Pater Pietro telah menghubungi sebuah keluarga dari desa Montemonaco, yang berada sekitar 20 km dari tempat tinggalnya. Sang ayah, Franco D’Agonsino, kemudian menulis kepada Uskup: 
"Saya tidak heran bahwa dia tidak kelaparan di sana! Pendakian adalah sulit. Saya membawakan sesuatu untuk dimakan kepada Pater Pietro. Dan setiap waktu tempat makannya kosong, dia tampaknya tidak peduli dengan itu. Ketika salju turun, dia terpisah beberapa bulan selama masa itu. Saya tidak tahu bagaimana ia bertahan.”
Pada musim panas 2003, sebuah surat tiba di Keuskupan Ascoli Piceno: Pater Pietro hanya menulis sebuah kalimat: “The Monastery is finished.” Uskup bepergian dengan helikopter ke tempat itu dan menulis laporan ke Vatikan, hanya ada satu kalimat: "What I have seen, is a wonder."

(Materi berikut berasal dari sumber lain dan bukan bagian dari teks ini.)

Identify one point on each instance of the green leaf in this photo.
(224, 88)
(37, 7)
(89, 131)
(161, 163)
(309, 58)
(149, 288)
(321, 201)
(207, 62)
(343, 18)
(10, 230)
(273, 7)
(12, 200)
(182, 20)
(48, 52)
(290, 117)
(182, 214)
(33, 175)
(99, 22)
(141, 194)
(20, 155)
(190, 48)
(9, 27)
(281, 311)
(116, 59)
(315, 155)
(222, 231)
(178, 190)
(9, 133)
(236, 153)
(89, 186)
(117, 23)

Desa Montemonaco berada di Italia tengah, memiliki penduduk sebanyak 700 jiwa dan berada dua jam perjalanan mobil dari pantai Laut Adriatic. Dan tiba-tiba, para pengunjung dari seluruh bagian dunia datang ke desa tersebut untuk bertanya jalan menuju ngarai Gola del Infernaccio untuk melihat “Sang Santo”. Gap besar di dinding tebing adalah saksi bagaimana puluhan tahun ia bekerja dengan tangannya sendiri, blok demi blok batu telah terpisah dari tebing.

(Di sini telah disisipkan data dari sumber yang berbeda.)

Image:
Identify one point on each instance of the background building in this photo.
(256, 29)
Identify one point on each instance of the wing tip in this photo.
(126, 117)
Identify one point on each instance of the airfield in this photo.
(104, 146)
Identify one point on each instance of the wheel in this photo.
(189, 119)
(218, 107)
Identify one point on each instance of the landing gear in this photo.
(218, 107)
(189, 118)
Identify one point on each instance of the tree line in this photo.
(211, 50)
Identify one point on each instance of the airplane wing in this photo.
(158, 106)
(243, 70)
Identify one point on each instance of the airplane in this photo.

Setelah empat jam mendaki, para pengunjung dengan segera tiba di sebuah Gereja Biara yang indah. Pater Pietro Lavini menerima para pengunjung dengan bahagia dan berkata: 

“Tentunya saya tidak akan pernah bisa membangun gedung-gedung ini sendirian. Hal itu berada di luar kekuasaan manusia, [tetapi] Allah menghendakinya. Allah telah memberikan saya mimpi nyata: ‘Bangunlah di sana, di tempat yang mustahil, sebuah rumah dalam kondisi-kondisi yang tidak memungkinkan. Dan Aku akan menopangmu, menyembuhkan sakitmu dan memberikanmu makanan, bahkan ketika kamu berpikir kamu harus kelaparan.’

sumber berita: kath.net (situs Katolik berbahasa Jerman). Terimakasih untuk blog Eponymous Flower atas terjemahan bahasa Inggris dari artikel tersebut.